Kedua, ayat yang turun sejak semula, tanpa
adanya peristiwa yang terjadi atau permasalahan yang membutuhkan turunnya wahyu
saat wahyu tersebut diturunkan. Ayat-ayat semacam ini banyak terdapat di dalam
al-Qur’an, sedangkan jumlahnya lebih banyak dari pada ayat-ayat hukum yang
mempunyai asbabun nuzul. Misalnya ayat-ayat yang mengisahkan hal-ikhwal
umat-umat terdahulu baserta para Nabinya, menerangkan peristiwa-peristiwa yang
terjadi di masa lalu, atau menceritakan hal-hal yang ghaib, yang akan terjadi,
atau menggambarkan keadaan hari kiamat beserta nikmat surga dan siksa neraka.

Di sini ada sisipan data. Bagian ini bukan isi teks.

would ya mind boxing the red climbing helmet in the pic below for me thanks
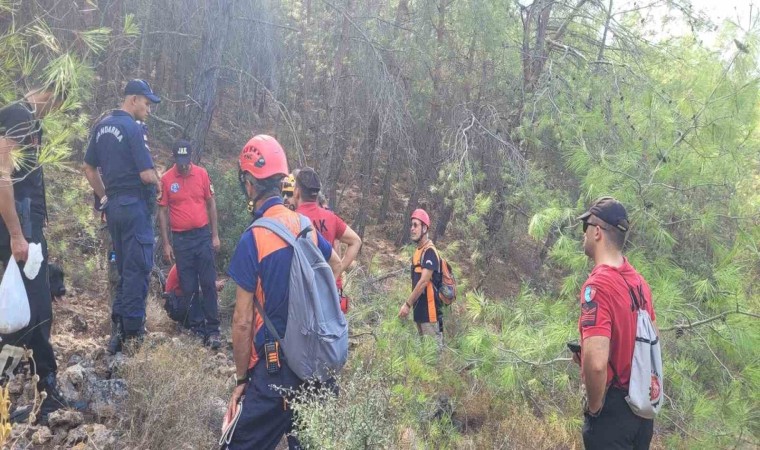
[238,135,289,180]
[411,208,430,227]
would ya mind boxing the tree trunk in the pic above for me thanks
[184,0,234,162]
[322,0,354,197]
[377,144,398,225]
[354,111,380,238]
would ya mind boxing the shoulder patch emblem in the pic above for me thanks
[584,285,596,303]
[170,182,180,193]
[581,301,598,327]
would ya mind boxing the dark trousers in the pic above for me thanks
[106,195,153,333]
[0,222,57,379]
[225,361,303,450]
[172,226,219,337]
[583,388,654,450]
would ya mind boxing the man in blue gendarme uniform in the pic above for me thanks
[83,79,161,354]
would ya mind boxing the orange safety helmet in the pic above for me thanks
[238,135,289,180]
[411,208,430,227]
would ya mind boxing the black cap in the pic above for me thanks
[296,167,321,192]
[124,79,161,103]
[172,140,192,164]
[577,197,629,232]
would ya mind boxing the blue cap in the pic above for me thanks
[124,79,160,103]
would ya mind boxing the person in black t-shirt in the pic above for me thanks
[398,208,443,350]
[0,85,71,423]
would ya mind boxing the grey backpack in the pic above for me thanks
[250,215,348,382]
[617,277,663,419]
[626,305,663,419]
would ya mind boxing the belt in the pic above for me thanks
[172,225,210,236]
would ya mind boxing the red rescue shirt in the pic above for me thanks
[296,202,347,247]
[158,164,213,232]
[578,258,656,389]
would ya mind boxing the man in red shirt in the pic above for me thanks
[158,140,222,349]
[293,167,361,312]
[574,197,656,449]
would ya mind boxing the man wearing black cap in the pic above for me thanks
[573,197,657,449]
[83,79,161,354]
[157,140,221,349]
[293,167,361,313]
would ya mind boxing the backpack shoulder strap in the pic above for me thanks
[252,217,297,246]
[422,242,442,272]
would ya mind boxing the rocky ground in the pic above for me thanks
[4,282,237,449]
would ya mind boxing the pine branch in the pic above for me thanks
[496,347,571,366]
[660,310,760,332]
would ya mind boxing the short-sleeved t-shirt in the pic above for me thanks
[411,243,441,323]
[296,202,347,247]
[227,196,333,369]
[158,164,213,232]
[578,258,656,389]
[84,110,154,197]
[0,101,46,220]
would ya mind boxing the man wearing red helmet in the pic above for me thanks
[223,135,341,449]
[398,208,443,349]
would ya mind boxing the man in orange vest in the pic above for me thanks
[222,135,340,449]
[398,208,443,349]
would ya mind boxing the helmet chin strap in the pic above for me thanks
[240,169,269,214]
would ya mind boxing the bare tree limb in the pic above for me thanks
[660,310,760,332]
[149,114,186,133]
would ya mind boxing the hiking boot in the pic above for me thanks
[107,320,123,355]
[9,373,85,424]
[121,331,144,356]
[207,334,222,351]
[38,374,72,422]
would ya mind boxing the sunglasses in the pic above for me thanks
[582,219,608,232]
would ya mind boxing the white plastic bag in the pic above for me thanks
[0,257,31,334]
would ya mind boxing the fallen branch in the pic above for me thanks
[365,268,404,285]
[149,114,186,133]
[349,331,377,341]
[496,347,571,367]
[660,310,760,332]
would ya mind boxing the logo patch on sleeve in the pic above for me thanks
[581,301,598,327]
[584,285,596,303]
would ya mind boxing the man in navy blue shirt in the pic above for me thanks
[223,135,341,449]
[83,79,161,354]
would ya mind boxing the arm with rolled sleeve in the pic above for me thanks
[579,284,612,415]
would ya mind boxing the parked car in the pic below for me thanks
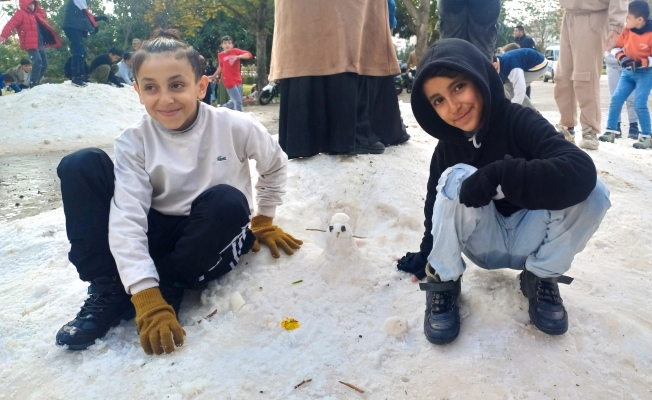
[544,45,559,82]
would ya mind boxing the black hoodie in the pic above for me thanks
[411,39,597,257]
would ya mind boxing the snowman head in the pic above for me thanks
[329,213,351,239]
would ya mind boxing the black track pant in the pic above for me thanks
[437,0,501,60]
[57,148,255,289]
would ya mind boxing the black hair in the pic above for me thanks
[502,43,520,52]
[123,52,132,61]
[108,47,123,57]
[423,66,468,81]
[515,25,525,32]
[20,58,31,65]
[3,73,15,83]
[629,1,650,20]
[492,55,498,63]
[131,29,203,83]
[221,35,233,43]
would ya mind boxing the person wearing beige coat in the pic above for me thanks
[269,0,409,158]
[553,0,628,150]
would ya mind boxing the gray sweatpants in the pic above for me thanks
[427,164,611,281]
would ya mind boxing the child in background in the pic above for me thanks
[115,51,135,85]
[0,73,22,95]
[602,51,640,140]
[602,1,652,149]
[0,0,62,87]
[6,58,33,89]
[88,47,124,86]
[55,29,301,355]
[210,35,252,111]
[398,39,610,344]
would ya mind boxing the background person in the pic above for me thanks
[269,0,408,158]
[209,36,252,112]
[513,25,536,50]
[61,0,108,87]
[553,0,628,150]
[0,0,62,87]
[88,47,123,86]
[115,51,134,85]
[5,58,33,89]
[602,51,639,140]
[493,47,548,109]
[436,0,501,60]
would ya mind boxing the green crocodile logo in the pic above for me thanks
[217,156,227,161]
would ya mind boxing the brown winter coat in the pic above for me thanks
[559,0,627,33]
[269,0,400,80]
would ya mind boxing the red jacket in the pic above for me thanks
[1,0,62,50]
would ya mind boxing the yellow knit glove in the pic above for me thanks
[250,215,303,258]
[131,287,185,355]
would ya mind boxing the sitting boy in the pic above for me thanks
[88,47,124,86]
[115,51,135,85]
[601,1,652,149]
[6,58,33,89]
[493,47,548,110]
[0,73,22,95]
[398,39,610,344]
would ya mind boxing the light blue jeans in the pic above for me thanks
[427,164,611,281]
[223,84,243,111]
[606,68,652,134]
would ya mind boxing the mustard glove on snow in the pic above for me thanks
[250,215,303,258]
[131,287,185,355]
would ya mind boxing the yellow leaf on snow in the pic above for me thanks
[281,317,300,330]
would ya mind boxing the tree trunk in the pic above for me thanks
[255,0,269,91]
[400,0,432,65]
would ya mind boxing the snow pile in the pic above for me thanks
[0,91,651,398]
[0,82,145,155]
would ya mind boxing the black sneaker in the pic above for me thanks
[159,284,184,319]
[56,276,134,350]
[419,269,461,345]
[71,77,87,87]
[519,269,573,335]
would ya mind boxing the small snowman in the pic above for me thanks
[323,213,358,261]
[319,213,369,285]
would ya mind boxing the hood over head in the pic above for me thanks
[19,0,39,12]
[410,39,507,147]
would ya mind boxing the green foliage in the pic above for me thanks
[185,12,256,62]
[0,38,25,73]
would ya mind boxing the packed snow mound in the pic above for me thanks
[1,100,652,398]
[0,82,145,155]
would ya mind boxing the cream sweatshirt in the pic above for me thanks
[108,102,288,294]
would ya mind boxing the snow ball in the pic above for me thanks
[230,291,246,314]
[43,140,50,144]
[181,378,210,396]
[384,316,408,337]
[32,283,49,298]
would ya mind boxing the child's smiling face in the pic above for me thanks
[423,75,484,132]
[134,53,208,131]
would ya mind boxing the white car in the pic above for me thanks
[544,45,559,82]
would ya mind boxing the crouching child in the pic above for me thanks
[397,39,611,344]
[55,30,302,355]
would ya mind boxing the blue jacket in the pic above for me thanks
[0,73,23,93]
[496,48,546,83]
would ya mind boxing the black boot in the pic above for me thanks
[616,122,623,139]
[629,122,640,140]
[519,269,573,335]
[56,276,134,350]
[419,266,461,344]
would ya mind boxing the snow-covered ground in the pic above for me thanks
[0,83,651,399]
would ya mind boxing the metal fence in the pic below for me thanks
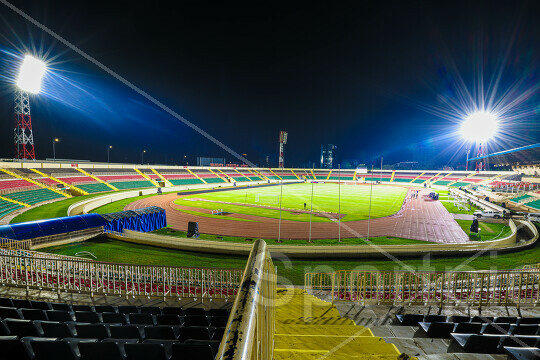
[30,228,104,247]
[305,269,540,308]
[0,237,32,250]
[217,239,276,360]
[0,246,94,262]
[0,251,243,300]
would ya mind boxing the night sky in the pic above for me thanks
[0,1,539,168]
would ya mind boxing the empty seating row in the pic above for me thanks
[449,181,470,187]
[2,189,64,205]
[452,333,540,354]
[0,318,224,342]
[510,194,534,203]
[1,335,217,360]
[419,321,540,338]
[169,179,204,185]
[395,313,540,326]
[0,179,36,190]
[77,183,112,193]
[0,308,228,328]
[0,199,24,218]
[525,199,540,210]
[396,313,540,355]
[0,297,229,317]
[108,181,154,190]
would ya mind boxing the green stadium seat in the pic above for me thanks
[78,183,112,193]
[3,189,64,205]
[109,181,154,190]
[169,179,204,186]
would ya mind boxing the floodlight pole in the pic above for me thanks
[278,179,283,242]
[465,146,470,171]
[14,89,35,160]
[52,139,58,160]
[107,146,112,164]
[308,179,314,243]
[141,150,146,165]
[338,164,341,242]
[367,165,374,242]
[380,156,383,183]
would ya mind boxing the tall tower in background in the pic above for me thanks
[320,144,336,169]
[14,88,35,160]
[278,131,288,168]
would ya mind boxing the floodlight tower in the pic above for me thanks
[14,55,47,160]
[278,131,288,168]
[460,111,498,171]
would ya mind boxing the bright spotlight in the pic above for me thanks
[460,111,498,142]
[16,55,47,94]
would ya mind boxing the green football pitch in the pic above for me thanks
[173,183,408,222]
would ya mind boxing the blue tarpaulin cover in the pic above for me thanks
[0,214,107,240]
[100,206,166,233]
[0,207,166,241]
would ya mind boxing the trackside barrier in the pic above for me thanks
[0,237,32,250]
[216,239,276,360]
[0,247,91,262]
[29,228,105,248]
[0,252,243,301]
[305,269,540,309]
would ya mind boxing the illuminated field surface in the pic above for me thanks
[173,183,408,222]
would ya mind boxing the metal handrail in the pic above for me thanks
[216,239,276,360]
[305,268,540,308]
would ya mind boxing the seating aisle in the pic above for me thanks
[273,288,403,359]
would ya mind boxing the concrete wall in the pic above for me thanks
[109,219,535,259]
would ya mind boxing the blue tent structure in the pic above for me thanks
[100,206,166,233]
[0,207,167,241]
[0,214,107,241]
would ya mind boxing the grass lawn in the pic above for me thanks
[10,193,105,223]
[89,194,158,214]
[441,199,480,214]
[173,183,408,222]
[40,229,540,285]
[151,227,430,246]
[455,219,513,241]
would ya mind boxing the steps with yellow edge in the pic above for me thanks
[274,288,403,360]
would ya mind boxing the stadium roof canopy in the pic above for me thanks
[469,143,540,166]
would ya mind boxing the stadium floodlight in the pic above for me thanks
[460,111,498,143]
[16,55,47,94]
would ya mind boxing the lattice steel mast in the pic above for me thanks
[14,88,35,160]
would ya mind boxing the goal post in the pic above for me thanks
[255,193,279,205]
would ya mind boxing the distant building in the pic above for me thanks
[320,144,337,169]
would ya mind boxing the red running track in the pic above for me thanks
[125,188,469,243]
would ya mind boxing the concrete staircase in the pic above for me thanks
[273,288,402,359]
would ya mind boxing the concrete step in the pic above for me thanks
[276,324,373,336]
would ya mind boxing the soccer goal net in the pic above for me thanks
[255,193,280,205]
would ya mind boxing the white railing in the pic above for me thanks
[29,228,105,248]
[306,269,540,309]
[0,252,243,300]
[0,237,32,250]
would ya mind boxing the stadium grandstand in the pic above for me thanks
[1,2,539,358]
[1,157,540,359]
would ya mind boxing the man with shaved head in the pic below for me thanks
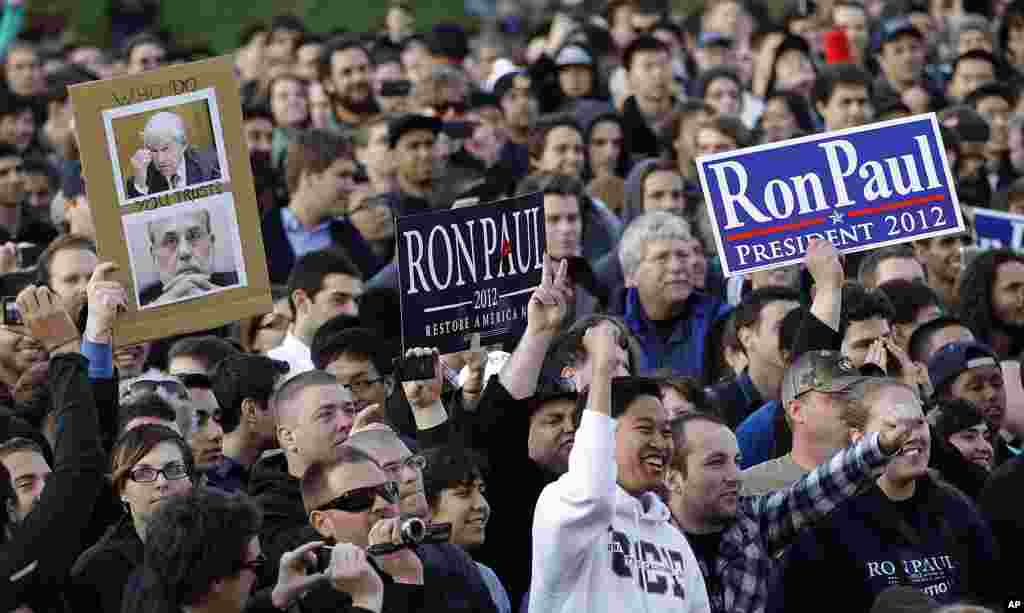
[126,110,222,198]
[250,370,361,588]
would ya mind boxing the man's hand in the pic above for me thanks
[85,262,127,344]
[864,338,888,373]
[351,403,388,434]
[368,518,425,585]
[878,413,915,456]
[0,242,16,274]
[271,541,328,610]
[15,285,79,354]
[326,543,385,612]
[400,347,443,410]
[804,237,843,290]
[150,273,216,306]
[526,255,572,336]
[582,321,623,378]
[130,148,151,180]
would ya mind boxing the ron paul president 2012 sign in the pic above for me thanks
[397,192,545,354]
[696,113,965,277]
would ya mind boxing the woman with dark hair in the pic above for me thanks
[756,91,816,143]
[268,73,311,173]
[584,112,630,181]
[929,397,996,473]
[695,66,744,118]
[958,248,1024,358]
[69,425,195,613]
[764,34,817,102]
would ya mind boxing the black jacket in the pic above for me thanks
[980,455,1024,601]
[125,147,222,198]
[69,517,143,613]
[772,476,1002,613]
[248,450,321,590]
[0,354,106,613]
[621,96,663,159]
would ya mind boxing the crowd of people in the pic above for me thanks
[0,0,1024,611]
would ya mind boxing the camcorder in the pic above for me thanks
[394,353,437,382]
[310,518,452,572]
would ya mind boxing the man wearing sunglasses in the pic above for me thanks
[347,425,501,613]
[298,444,426,611]
[252,370,361,589]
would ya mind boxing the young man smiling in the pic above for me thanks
[530,323,710,613]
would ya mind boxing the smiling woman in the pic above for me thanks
[69,424,194,613]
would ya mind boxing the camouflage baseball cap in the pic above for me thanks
[781,350,870,406]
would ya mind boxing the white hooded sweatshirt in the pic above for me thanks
[529,410,711,613]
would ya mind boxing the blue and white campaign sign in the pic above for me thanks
[396,192,545,354]
[974,207,1024,250]
[696,113,965,277]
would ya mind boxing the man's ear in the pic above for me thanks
[737,325,754,355]
[665,467,684,495]
[850,428,865,446]
[278,425,296,452]
[292,289,310,315]
[310,510,333,539]
[786,399,803,426]
[815,99,827,119]
[561,365,576,381]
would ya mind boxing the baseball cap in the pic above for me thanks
[212,354,290,411]
[492,70,531,101]
[781,350,871,405]
[927,341,1000,393]
[879,16,924,46]
[555,45,594,67]
[387,114,442,149]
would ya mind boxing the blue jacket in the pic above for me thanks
[623,287,730,378]
[737,401,780,470]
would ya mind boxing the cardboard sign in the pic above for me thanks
[70,56,271,345]
[973,207,1024,250]
[696,114,965,277]
[397,192,545,354]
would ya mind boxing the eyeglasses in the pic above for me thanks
[124,379,189,401]
[238,553,267,574]
[381,454,427,476]
[431,101,467,116]
[340,377,386,395]
[128,461,191,483]
[316,481,399,513]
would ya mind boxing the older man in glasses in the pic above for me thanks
[298,444,425,611]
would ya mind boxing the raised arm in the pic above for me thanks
[754,419,911,553]
[531,324,619,578]
[0,286,104,611]
[498,256,571,399]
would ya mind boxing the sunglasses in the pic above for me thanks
[125,379,189,401]
[432,101,467,115]
[316,481,399,513]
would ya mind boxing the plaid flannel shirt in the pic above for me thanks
[697,432,888,613]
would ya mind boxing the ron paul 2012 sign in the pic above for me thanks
[397,192,545,353]
[696,113,965,277]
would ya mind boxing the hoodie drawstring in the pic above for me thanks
[635,502,652,613]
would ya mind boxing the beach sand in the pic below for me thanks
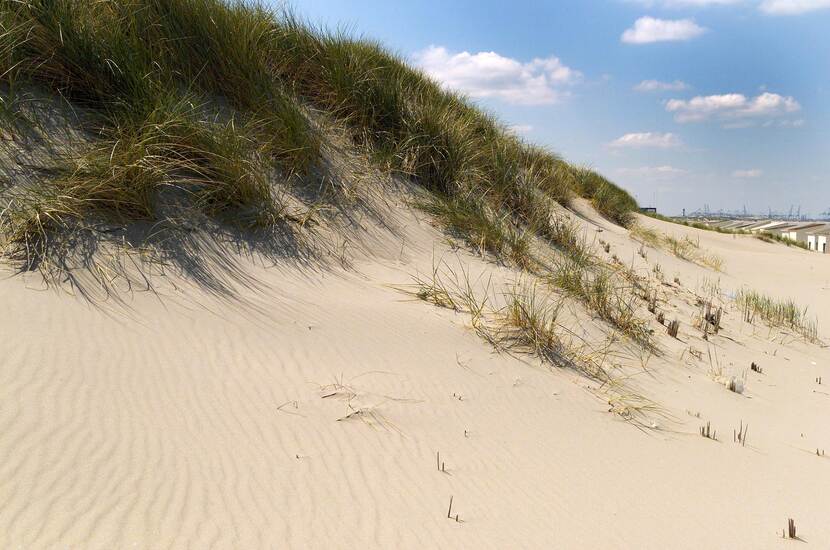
[1,199,829,549]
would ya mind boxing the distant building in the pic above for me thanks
[639,207,657,214]
[775,222,825,245]
[754,221,796,233]
[742,221,775,232]
[807,227,830,253]
[683,217,830,252]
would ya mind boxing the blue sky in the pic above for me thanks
[284,0,830,216]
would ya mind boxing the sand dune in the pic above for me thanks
[1,3,826,547]
[1,199,829,549]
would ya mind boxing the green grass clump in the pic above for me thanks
[537,214,594,268]
[549,258,652,348]
[0,0,639,286]
[415,194,532,268]
[501,283,566,362]
[572,168,638,226]
[405,262,664,427]
[0,0,319,254]
[3,0,318,168]
[630,224,725,272]
[405,264,611,381]
[664,235,696,261]
[736,289,819,343]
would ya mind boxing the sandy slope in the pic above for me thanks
[635,213,830,327]
[1,201,830,549]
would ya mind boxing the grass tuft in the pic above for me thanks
[548,258,652,348]
[736,288,819,343]
[402,260,665,428]
[572,167,637,226]
[414,194,532,268]
[403,260,611,381]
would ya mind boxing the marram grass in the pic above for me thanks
[0,0,638,278]
[736,289,819,343]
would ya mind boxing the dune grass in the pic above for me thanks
[404,261,613,381]
[639,233,724,272]
[735,289,819,343]
[755,232,811,250]
[539,213,594,267]
[572,168,638,227]
[666,235,724,271]
[629,224,661,249]
[414,194,532,268]
[2,0,318,167]
[0,0,638,279]
[404,260,666,428]
[548,257,652,348]
[0,0,322,268]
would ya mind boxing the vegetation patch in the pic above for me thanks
[572,168,637,226]
[629,223,725,272]
[0,0,638,290]
[548,258,653,349]
[629,224,661,249]
[736,288,819,343]
[402,260,663,428]
[755,232,810,250]
[414,194,532,269]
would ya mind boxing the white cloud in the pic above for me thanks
[619,165,686,176]
[732,169,763,178]
[634,79,689,92]
[665,92,801,123]
[760,0,830,14]
[507,124,534,135]
[411,46,581,105]
[610,132,683,148]
[779,118,806,127]
[621,17,707,44]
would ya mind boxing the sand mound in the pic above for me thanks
[1,192,829,549]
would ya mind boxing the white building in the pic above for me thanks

Ayat-ayat demikian itu diturunkan oleh Allah bukan untuk memberikan tanggapan
terhadap suatu pertanyaan atau suatu peristiwa yang terjadi pada waktu itu,
melainkan semata-mata untuk memberi petunjuk kepada manusia, agar menempuh
jalan yang lurus.
B. Cara Mengetahui Asbabun Nuzul
Yang menjadi pedoman dasar para ulama
dalam mengetahui asbabun nuzul ialah riwayat shahih yang berasal dari
Rasulullah atau dari sahabat. Itu disebabkan pemberitahuan seorang sahabat
menenai hal seperti ini, bila jelas, itu bukan sekedar pendapat (ra’y),
tetapi ia mempunyai hukum marfu’ (disandarkan pada Rasulullah).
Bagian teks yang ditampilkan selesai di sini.